『南北相法』(東京藝術大学附属図書館所蔵/出典:国書データベース、https://doi.org/10.20730/100378071)
NHK大河ドラマ『べらぼう』で主役を務める、江戸時代中期に吉原で生まれ育った蔦屋重三郎(つたや じゅうざぶろう)。その波瀾万丈な生涯が描かれて話題になっている。第41回「歌麿筆美人大首絵」では、蔦重と喜多川歌麿が『婦人相学十躰』を売り出すために、知恵を絞る。一方で、城中では松平定信が将軍補佐と奥勤め、勝手掛の辞職を願い出るが……。『なにかと人間くさい徳川将軍』など江戸時代の歴代将軍を解説した著作もある、偉人研究家の真山知幸氏が解説する。(JBpress編集部)
中山秀征が演じる国学者も「寛政の改革」で処罰された
あまり知られていない歴史人物に触れられるのが、大河ドラマの醍醐味だ。それもテレビでお馴染みのお笑い芸人やタレントが演じるとなると、より身近に感じられたりもする。
大河『べらぼう』では、錦絵『雛形若菜初模様(ひながたわかなのはつもよう)』を描いた絵師・礒田湖龍斎(いそだ こりゅうさい)をお笑い芸人の鉄拳が素顔をさらして演じたことでも話題になったが、そのほかにも、ダチョウ倶楽部の肥後克広が彫師役、3時のヒロインの福田麻貴が日本橋の女将役、コロコロチキチキペッパーズのナダルが表坊主役、有吉弘行が白河藩士・服部半蔵役と、お笑い芸人が続々と登場している。
ネプチューンの原田泰造にいたっては田沼意次の側近・三浦庄司役で多くの放送回に登場しているし、ひょうろくが演じる松前廣年もストーリー上、重要な役どころとなった。
今回の放送でも、誰もが知るタレントやお笑い芸人が登場している。それぞれユニークな役どころでSNSでも反響を呼んだ。
その一人がタレントの中山秀征。歌人で国学者の加藤千蔭(かとう ちかげ)を演じた。千蔭は、江戸町奉行の与力・加藤枝直(えなお)の子として生まれ、父の職を継ぎながら、歌や国学を父や賀茂真淵(かも まぶち)に学んだ。
蔦重はプロデュースした黄表紙3作が好色本にあたるとして、身上半減(しんしょうはんげん)の処罰を受け、財産を半分にされてしまったが、この加藤千蔭も実は、松平定信の「寛政の改革」で煮え湯を飲まされている。

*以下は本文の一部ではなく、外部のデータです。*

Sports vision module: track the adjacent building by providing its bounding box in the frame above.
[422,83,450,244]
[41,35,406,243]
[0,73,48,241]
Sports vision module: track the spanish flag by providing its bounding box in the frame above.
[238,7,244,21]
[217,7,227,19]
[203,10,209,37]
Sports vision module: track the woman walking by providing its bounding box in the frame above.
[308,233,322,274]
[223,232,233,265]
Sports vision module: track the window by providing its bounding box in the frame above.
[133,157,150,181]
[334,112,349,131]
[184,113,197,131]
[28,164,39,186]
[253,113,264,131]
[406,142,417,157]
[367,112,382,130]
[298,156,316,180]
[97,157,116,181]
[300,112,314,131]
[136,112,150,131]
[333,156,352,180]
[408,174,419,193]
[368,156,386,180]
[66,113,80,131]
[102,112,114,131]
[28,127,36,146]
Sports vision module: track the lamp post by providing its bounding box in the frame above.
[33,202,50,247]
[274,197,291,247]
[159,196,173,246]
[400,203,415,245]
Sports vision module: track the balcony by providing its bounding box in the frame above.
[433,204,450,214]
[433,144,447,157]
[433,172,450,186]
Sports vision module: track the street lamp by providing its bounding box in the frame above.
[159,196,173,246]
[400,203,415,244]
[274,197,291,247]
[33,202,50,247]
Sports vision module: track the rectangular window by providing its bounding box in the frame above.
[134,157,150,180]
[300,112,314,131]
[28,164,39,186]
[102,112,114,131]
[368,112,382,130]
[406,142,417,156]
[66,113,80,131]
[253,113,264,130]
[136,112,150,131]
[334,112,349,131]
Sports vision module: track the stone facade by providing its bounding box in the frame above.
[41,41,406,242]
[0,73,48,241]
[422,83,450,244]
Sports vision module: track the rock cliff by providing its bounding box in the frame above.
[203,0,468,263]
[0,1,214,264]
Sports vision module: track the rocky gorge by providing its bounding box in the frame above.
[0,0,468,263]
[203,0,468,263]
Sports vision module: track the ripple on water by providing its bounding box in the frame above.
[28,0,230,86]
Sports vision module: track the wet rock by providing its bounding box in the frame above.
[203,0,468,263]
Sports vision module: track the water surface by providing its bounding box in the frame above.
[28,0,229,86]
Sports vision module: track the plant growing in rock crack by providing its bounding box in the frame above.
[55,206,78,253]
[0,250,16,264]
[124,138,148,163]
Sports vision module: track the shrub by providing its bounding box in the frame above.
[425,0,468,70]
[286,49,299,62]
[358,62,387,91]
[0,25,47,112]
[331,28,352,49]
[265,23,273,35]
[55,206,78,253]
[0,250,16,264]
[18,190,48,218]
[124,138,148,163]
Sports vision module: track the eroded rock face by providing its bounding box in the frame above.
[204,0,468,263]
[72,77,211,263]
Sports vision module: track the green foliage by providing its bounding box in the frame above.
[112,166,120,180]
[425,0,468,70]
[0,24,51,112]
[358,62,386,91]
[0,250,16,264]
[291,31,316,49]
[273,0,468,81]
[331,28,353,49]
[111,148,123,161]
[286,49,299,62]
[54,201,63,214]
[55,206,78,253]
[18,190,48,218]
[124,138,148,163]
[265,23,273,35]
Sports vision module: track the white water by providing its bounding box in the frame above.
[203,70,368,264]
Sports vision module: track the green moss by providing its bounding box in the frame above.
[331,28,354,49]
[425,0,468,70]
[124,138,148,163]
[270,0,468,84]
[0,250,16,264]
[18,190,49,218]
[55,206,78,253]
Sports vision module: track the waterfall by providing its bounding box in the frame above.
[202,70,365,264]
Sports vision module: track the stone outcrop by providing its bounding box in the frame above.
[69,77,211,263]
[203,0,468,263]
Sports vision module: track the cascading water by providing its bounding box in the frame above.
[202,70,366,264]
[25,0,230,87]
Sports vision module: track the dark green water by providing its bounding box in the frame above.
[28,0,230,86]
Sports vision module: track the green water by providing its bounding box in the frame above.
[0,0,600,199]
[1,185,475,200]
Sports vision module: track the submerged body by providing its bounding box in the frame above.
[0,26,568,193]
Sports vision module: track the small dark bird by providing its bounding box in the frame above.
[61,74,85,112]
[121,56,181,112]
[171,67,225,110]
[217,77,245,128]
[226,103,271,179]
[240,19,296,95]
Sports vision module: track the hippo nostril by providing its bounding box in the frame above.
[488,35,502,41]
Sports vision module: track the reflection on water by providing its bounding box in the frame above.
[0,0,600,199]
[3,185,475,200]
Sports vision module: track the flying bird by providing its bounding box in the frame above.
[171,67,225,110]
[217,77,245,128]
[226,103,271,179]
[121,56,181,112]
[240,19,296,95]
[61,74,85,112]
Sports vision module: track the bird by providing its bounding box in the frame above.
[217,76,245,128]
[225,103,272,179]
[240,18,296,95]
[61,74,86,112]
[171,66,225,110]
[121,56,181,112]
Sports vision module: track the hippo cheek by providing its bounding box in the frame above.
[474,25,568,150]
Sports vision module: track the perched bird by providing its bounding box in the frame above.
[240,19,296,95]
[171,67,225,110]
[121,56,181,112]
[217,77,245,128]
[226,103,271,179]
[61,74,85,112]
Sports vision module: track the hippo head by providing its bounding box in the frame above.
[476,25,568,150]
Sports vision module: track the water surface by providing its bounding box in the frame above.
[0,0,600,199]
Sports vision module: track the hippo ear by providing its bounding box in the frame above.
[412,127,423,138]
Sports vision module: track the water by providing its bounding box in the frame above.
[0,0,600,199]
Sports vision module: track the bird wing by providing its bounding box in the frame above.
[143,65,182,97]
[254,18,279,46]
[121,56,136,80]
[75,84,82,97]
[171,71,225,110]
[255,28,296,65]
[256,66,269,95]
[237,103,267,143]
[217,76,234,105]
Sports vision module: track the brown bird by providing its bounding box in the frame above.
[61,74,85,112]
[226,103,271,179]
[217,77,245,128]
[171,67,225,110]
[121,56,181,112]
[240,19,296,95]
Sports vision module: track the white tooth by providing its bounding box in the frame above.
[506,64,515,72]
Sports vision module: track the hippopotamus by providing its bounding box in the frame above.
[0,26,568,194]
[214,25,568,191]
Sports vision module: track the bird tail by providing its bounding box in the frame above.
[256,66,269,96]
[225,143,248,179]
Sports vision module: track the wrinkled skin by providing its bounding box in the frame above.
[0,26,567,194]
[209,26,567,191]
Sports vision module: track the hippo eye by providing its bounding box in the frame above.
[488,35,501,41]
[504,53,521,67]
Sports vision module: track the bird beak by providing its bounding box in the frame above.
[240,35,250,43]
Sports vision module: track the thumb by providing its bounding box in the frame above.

どうも田沼意次の側近だったことから、何かとにらまれたようだ。驕奢な生活をとがめられ、減俸のうえ「閉門100日(門や窓をかたく閉じ、出入りを禁じる)」という処罰を受けているのだ。放送では「ちなみにこの千蔭先生も田沼派で閉門を受けた方です」というナレーションで、簡単に説明がなされた。
「お互い大変でしたね」と、処罰を受けた者同士で、蔦重と千蔭の2人が意気投合したのでは、と想像すると面白い。